Ainsi, en appliquant nous aussi un tarif de 21 % environ sur à l'exportation du bois d'oeuvre, le gouvernement des États-Unis n'aurait plus aucune justification pour maintenir le sien.

Par ailleurs, à cause de l'abondance de notre très économique énergie hydroélectrique et des largesses du gouvernement envers les alumineries, le Québec est en position d'offrir son aluminium à un coût très intéressant pour l'industrie américaine ce qui, curieusement, n'est pas du tout apprécié, encore une fois, par le gouvernement Trump. Alors, encore une fois, le Canada pourrait appliquer un tarif équivalent de l'ordre de 15 % sur l'exportation de l'aluminium canadien, ce qui rendrait à nouveau aussitôt injustifiable le maintien du tarif américain. Encore une fois, les industriels américains s'assureraient sùrement du retrait immédiat de ce tarif américain.

L'avenir du Québec ne repose plus sur l'aluminium

À long terme, cette petite guerre commerciale pourrait devenir l'élément déclencheur d'un programme de réduction progressive de notre production d'aluminium, possiblement dans l'ordre de 30 à 40 %, sur une échéance de cinq à sept années, en respectant et les travailleurs et les investisseurs.

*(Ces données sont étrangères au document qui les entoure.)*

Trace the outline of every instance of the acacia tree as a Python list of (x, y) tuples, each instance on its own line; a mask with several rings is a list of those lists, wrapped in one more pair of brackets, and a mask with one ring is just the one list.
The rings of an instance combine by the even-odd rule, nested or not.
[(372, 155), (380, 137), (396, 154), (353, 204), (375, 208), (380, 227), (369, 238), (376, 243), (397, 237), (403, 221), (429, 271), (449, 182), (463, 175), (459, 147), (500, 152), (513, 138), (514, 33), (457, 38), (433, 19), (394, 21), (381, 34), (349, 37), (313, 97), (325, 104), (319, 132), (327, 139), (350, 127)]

L'énergie actuellement vendue à un tarif dérisoire aux alumineries, aux dépends de la population, pourrait être vendue à sa pleine valeur, possiblement à un prix quatre fois plus élevé à l'industrie numérique alors que, simultanément, et la Chine et l'Arabie inondent le marché de l'aluminium en offrant gratuitement leur énergie aux producteurs, une énergie sale, produite par des centrales thermiques au charbon ou au « bunker oil ».

Il faut savoir en effet que si une puissance de un MW permet de conserver deux emplois directs dans l'industrie de l'aluminium, cette même puissance permet de créer une centaine d'emplois de meilleure qualité dans l'industrie numérique, notamment dans les centres de données. Or, justement, Hydro-Québec est actuellement sollicité par l'industrie numérique.

Le tourisme

Le tourisme constitue une industrie des plus importantes des États-Unis avec un chiffre d'affaires de plus de 200 milliards de dollars. Dans ce domaine, il y aurait lieu de voir ce qui peut être fait au sujet des dépenses des Canadiens qui passent des mois en Floride pendant l'hiver. Pourrait-on, pour l'industrie touristique comme pour les autres domaines de l'économie, créer des programmes incitatifs spécifiques avec nos autres partenaires commerciaux, pour d'autres destinations?

Dans tous les cas, il semble important que le gouvernement du Canada résiste à toutes menaces et précipitations pour attende le résultat des élections américaines de l'automne prochain.